REVIEW THE PERFORMANCE RESULTS

To visualize the results, SAS provides SAS Visual Analytics to create graphs and reports. However, SAS
also provides the SWAT Python library for communicating with CAS and using this library, Python code
can be used to generate graphs and reports based on the performance results. The following example
generates a single response lift chart using SWAT and mathplotlib inside of a Jupyter notebook:
import requests as req
import json
from swat import *
%matplotlib inline # For use only in Jupyter notebooks.
import matplotlib.pyplot as plt

cashost = '<cas server ip>'

casport = <cas server port>
s = CAS(cashost,casport,'<username>','<password>')
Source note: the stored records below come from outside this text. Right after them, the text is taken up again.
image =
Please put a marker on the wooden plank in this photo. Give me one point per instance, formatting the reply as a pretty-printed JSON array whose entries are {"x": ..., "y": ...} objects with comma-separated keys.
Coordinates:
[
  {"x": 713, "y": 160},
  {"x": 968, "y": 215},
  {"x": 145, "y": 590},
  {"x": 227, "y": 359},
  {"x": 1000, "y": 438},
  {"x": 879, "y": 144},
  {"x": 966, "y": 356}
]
liftDf =s.CASTable('FFC50731-FAA4-4632-9DA7-9DF1FE384C11.MM_LIFT')
liftDf.fetch()

11
line1, = plt.plot(liftDf['Percent'].values[0:99],
liftDf['Lift'].values[0:99], '-', linewidth=2)
plt.ylabel('Lift')
plt.xlabel('Percent')
plt.show()

RETRAINING MODELS
Over time, due to changing conditions in the data, the performance of a model degrades. When analyzing
the new species of mushrooms, it is noticed that a significant number of the Amazonian mushrooms that
appear edible based on previous classifications are actually poisonous. The percentage of errors has
exceeded our threshold, so analysts decide to retrain the model using new data.
Since the “MushroomAnalysis” project originated in Model Studio, retraining is performed using Model
Studio APIs. SAS Model Manager maintains a retraining link to the Model Studio pipeline project and
uses that link in the retrain request. The retraining link is stored in the project parameter “retrainUri”. If the
project has been removed from Model Studio, then retraining cannot be performed.
The first step to retraining the data is to produce an updated training data set. The variables of this data
set must contain the variables in the training data set and the data set must be stored in a CAS library.
Retraining is performed by calling the Data Mining API to request a retrain of the Model Studio project.
The call below performs the retrain.
POST:
/dataMining/projects/{modelStudioProjectId}/retrainJobs?dataUri=/dataTables
/dataSources/cas~fs~cas-shared-
default~fs~Public/tables/MUSHROOM_DATA_JAN2018&action=batch
Headers:
"Accept": " application/json",
"Authorization": "Bearer <Token>"

After retraining is completed, the new models are registered in the SAS Model Manager project. The life
cycle then returns to the Test and Compare step.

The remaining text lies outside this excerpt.